Peggy Goldman, president of Friendly Planet Travel, found herself fielding a lot of questions when she traveled to South Africa.
“I was honestly very surprised about the degree to which knowledge of Trump and the controversies surrounding him had penetrated into the local communities,” she said. “We had a driver who had moved to Johannesburg from a remote village in the Eastern Cape to find work and support his family, who still lives there. This man had very little education and was marginally literate. Yet, when I told him I was from the USA, he laughed heartily and said Americans were really funny in their choices.”
Travel blogger Juliana Dever was in Canada before the election and also found herself answering questions.
“Every Canadian led with questions about why (Trump) was even in the running and were genuinely baffled that he was being considered as our president,” she said. “Frequently the conversation would start with, ‘What about this Donald Trump character, eh?’ and continue from there moving from discussions about nativism, inflamed racism and a concern for his temperament and tweeting habits.”
Dever also traveled to Jordan after the election, where locals had more serious concerns.
“Daily I would speak with people who would read the headlines and come to me with questions,” she said. “I was asked why there was such focus put on the size of the inauguration crowd, what I thought about Trump and Putin being in a partnership, and did Americans really hate Muslims this much.”
Nerissa Marbury has been traveling throughout Europe and South America, and said most of the people she met were against Trump.
“However I did meet two older gentlemen while in Belgrade, Serbia who were pro-Trump,” she said. “They felt a woman wouldn’t be able to run America as well as a man.”
But, she said, she never felt treated differently because she is American.
“In some countries—Spain, or Colombia for example—having Trump as the U.S. president makes the person more empathetic to me,” she said. “I’ve heard more than once how locals in the country I am visiting can completely understand, relate to, or empathize with having a country or governmental leader who is an embarrassment.”
But Barbara Ann Weibel, a travel writer and photographer, said she worries she is being linked with her new president’s reputation.
“In the past, I always found that people were able make the distinction between American citizens and the policies of our government,” she said. “Lately, however, I'm beginning to sense an animosity that goes deeper than the government.
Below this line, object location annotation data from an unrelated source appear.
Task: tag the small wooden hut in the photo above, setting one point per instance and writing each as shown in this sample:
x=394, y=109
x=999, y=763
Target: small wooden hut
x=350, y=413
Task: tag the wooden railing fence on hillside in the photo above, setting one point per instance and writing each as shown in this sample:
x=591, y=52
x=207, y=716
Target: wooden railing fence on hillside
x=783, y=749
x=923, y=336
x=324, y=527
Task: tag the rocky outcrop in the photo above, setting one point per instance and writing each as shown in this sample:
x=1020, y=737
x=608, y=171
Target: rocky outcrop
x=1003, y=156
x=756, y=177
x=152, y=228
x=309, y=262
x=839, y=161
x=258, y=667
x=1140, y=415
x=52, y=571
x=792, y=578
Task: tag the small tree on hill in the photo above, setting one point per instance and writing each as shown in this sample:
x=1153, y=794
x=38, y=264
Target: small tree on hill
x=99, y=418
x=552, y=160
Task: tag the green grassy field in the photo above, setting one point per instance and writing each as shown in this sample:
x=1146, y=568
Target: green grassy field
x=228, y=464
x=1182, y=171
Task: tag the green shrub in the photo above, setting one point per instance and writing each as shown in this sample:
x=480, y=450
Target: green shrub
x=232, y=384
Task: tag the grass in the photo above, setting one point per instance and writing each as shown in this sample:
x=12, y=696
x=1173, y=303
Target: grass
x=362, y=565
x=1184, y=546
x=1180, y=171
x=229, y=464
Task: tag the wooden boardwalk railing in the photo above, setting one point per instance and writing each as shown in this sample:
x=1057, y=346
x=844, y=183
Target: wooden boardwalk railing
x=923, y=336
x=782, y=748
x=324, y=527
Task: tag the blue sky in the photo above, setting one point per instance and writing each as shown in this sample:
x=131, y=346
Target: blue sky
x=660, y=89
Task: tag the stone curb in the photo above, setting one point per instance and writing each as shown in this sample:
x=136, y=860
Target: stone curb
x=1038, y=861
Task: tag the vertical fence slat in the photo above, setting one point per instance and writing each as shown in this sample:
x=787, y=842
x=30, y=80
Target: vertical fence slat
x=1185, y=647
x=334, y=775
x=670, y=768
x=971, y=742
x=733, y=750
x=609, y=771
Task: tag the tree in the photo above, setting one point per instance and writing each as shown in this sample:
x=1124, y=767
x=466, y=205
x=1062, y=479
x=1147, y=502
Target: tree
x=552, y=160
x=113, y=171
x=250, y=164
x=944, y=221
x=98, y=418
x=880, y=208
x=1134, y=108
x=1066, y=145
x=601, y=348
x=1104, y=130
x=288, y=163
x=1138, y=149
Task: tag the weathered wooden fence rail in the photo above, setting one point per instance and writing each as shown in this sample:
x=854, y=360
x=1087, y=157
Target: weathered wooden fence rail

When people learn I'm an American, there is an immediate rolling of the eyes, which in every case so far has been followed by denigrating comments about our current president. I'm ashamed and embarrassed by the image we are creating around the world, and frankly, it's making travel a bit more difficult for me these days.”
The reactions internationally are so frequent that some travelers said they grew tired of talking about Trump. Peggy Goldman, the president of Friendly Planet Travel, said she met some Australians while traveling and within a few minutes, the subject of Trump came up.
“‘What do you think about the outcome of the election?’ one of them asked.
“Not much,” Goldman’s travel companion replied.
“We don’t think much of it either,” the Aussie replied.